Projection de quatre films de Camille Henrot le 20/11 à 20h dans le cadre du cycle « Nouveaux territoires » au Centre Pompidou, place Georges Pompidou, Paris 4e, Cinéma 2 (4/6 euros).
« King Kong Addition », film spéculatif qui superpose les trois versions de « King Kong ». © Camille Henrot
< 20'11'08 >
Camille Henrot passe le cinéma à l’éprouvette

Au printemps, la projection des films de Camille Henrot (que poptronics recommandait vivement) avait été annulée pour cause de grève. La chose sera réparée ce soir avec un séance cinéma Nouveaux territoires au centre Pompidou. Et puis, l’artiste trentenaire fait l’objet d’une double actualité : son film à triple épaisseur « King Kong Addition » est également exposé jusqu’au 22/11 à la fondation Ricard dans le cadre de « La consistance du visible », qui fête les dix ans du prix de la Fondation (commissaire : Nicolas Bourriaud).

Le travail de Camille Henrot évoque la transparence et la soustraction. La jeune artiste trentenaire ne veut pas dissocier ses films de sa passion pour le cinéma, envisagé comme terrain de jeu et surtout comme geste. Interrogée par poptronics dans son atelier de Belleville, elle cite le cinéaste Philippe Garrel selon qui « la transparence d’un film est le premier critère d’évaluation ». L’antienne s’applique bien à l’esthétique mise en œuvre par cette ancienne des Arts Déco, qui parvient à réintroduire de la modernité et de l’épure dans le grattage de pellicule, domaine pourtant très balisé (Norman McLaren, Stan Brakhage, Maurice Lemaître).
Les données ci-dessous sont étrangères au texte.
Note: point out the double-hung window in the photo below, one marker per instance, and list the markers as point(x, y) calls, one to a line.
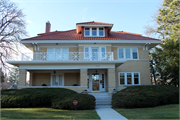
point(94, 31)
point(134, 53)
point(101, 31)
point(86, 56)
point(121, 53)
point(87, 31)
point(128, 53)
point(129, 78)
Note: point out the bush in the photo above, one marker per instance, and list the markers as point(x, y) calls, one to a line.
point(41, 97)
point(145, 96)
point(84, 102)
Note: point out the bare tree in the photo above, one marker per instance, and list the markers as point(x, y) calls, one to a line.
point(12, 30)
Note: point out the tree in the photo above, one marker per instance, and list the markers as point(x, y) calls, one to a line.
point(12, 30)
point(14, 75)
point(166, 55)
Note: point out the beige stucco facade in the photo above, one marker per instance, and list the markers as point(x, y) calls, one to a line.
point(71, 79)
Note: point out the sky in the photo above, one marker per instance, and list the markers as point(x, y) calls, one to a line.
point(126, 15)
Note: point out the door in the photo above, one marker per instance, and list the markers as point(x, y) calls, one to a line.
point(96, 81)
point(57, 80)
point(95, 53)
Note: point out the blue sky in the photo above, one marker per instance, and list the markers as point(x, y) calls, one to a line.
point(126, 15)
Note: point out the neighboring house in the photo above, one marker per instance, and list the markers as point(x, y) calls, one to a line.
point(90, 57)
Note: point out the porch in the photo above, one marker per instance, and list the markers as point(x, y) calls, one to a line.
point(98, 80)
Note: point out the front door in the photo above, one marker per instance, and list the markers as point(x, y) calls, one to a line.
point(96, 81)
point(57, 80)
point(95, 53)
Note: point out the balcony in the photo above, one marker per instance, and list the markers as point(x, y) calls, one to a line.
point(69, 56)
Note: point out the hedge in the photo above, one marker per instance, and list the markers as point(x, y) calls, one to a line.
point(145, 96)
point(43, 97)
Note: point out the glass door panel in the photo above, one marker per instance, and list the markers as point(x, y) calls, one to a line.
point(95, 82)
point(94, 53)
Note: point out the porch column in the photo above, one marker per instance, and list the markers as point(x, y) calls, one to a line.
point(22, 77)
point(83, 77)
point(111, 79)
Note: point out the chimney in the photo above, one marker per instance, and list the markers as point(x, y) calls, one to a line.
point(48, 26)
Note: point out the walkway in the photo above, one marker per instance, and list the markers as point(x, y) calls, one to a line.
point(103, 107)
point(105, 112)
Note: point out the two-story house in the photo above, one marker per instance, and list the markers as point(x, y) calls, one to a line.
point(90, 57)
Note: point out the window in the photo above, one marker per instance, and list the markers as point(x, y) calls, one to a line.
point(134, 53)
point(94, 31)
point(129, 78)
point(121, 54)
point(101, 31)
point(136, 78)
point(87, 31)
point(57, 54)
point(103, 52)
point(122, 79)
point(86, 52)
point(128, 53)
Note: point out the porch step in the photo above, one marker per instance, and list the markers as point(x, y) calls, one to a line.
point(102, 98)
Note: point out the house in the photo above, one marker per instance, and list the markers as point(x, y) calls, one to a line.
point(91, 57)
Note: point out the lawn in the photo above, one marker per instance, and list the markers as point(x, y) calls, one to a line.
point(47, 113)
point(160, 112)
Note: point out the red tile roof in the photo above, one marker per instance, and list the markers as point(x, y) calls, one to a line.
point(72, 35)
point(94, 23)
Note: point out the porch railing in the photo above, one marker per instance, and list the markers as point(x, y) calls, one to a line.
point(69, 56)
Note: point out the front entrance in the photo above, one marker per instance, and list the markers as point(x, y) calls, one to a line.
point(96, 81)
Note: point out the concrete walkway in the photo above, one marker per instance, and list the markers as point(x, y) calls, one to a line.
point(105, 112)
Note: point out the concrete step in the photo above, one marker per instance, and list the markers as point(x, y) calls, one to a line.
point(102, 98)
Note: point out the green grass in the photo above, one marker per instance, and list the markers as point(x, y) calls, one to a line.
point(160, 112)
point(47, 113)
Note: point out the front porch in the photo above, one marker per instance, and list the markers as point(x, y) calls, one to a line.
point(92, 80)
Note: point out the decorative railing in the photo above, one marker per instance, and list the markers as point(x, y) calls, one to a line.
point(69, 56)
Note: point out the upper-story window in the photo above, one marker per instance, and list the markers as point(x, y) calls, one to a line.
point(94, 32)
point(128, 53)
point(101, 31)
point(87, 31)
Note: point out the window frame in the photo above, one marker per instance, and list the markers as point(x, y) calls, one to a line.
point(124, 53)
point(132, 79)
point(97, 32)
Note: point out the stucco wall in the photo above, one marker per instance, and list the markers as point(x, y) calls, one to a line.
point(41, 78)
point(71, 78)
point(136, 66)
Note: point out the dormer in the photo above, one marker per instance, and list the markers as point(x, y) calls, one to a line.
point(94, 29)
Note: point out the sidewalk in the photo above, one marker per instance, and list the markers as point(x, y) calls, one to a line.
point(105, 112)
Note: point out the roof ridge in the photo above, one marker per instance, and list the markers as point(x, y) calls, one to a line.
point(54, 32)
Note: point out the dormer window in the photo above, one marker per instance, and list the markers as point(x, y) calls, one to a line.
point(94, 32)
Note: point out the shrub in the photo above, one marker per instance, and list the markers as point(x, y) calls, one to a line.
point(85, 101)
point(145, 96)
Le cinéma n’est qu’une histoire de fantômes, c’est bien connu… A preuve l’un des « Room Movies » projetés ce soir, « Dying Living Woman », qui condense les vingt premières minutes de « La nuit des morts vivants » de Romero. Soucieuse de « questionner le spectaculaire et la relation ambiguë spectacle/spectateur et de rendre hommage au cinéma de genre », l’artiste embobine ici d’une laine griffonnée le personnage de Barbara, seul être humain survivant transformé en « archétype de fantôme ».
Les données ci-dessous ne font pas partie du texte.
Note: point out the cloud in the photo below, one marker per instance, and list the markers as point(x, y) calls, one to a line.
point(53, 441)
Dans « sCope », Camille Henrot transforme la bande-annonce d’« Ali Baba et les 40 voleurs », réalisé en Cinémascope, en un « film sadique qui se rétrécit », selon ses propres termes. Le film d’origine est réduit à un filet d’images, et la musique, à un chuintement désagréable. « Deep Inside », le dernier volet de cette trilogie de « films faits à la maison » (pour citer Noguez), fait lui le pari de « réinjecter de la sensualité et de l’émotion dans l’univers du cinéma X », plutôt habitué à réduire le sexe à sa mécanique. Sur un slow yéyé marmonné par Nicolas Ker (Poni Hoax), elle malaxe et recouvre de dessins un porno vintage anonyme et rougi par le temps. La profondeur d’un amour déçu mais aussi celle du regard apposé sur les corps en action.

Cette soirée sera enfin l’occasion de revoir « King Kong Addition », long métrage éprouvette dans lequel Camille Henrot superpose les trois « King Kong » (1933, 1976 et 2005) grâce à un travail de montage réfléchi et spéculatif (et au logiciel Flame !). Elle confronte ici le spectateur à ses propres limites face à ce « chaos illisible » totalement assumé (à la manière de Douglas Gordon ralentissant « Psychose »). Addition, soustraction, saturation, l’oeil perd ses repères et s’enfouit dans un film augmenté et irréel, à la fois très moderne et empli d’une infinie nostalgie.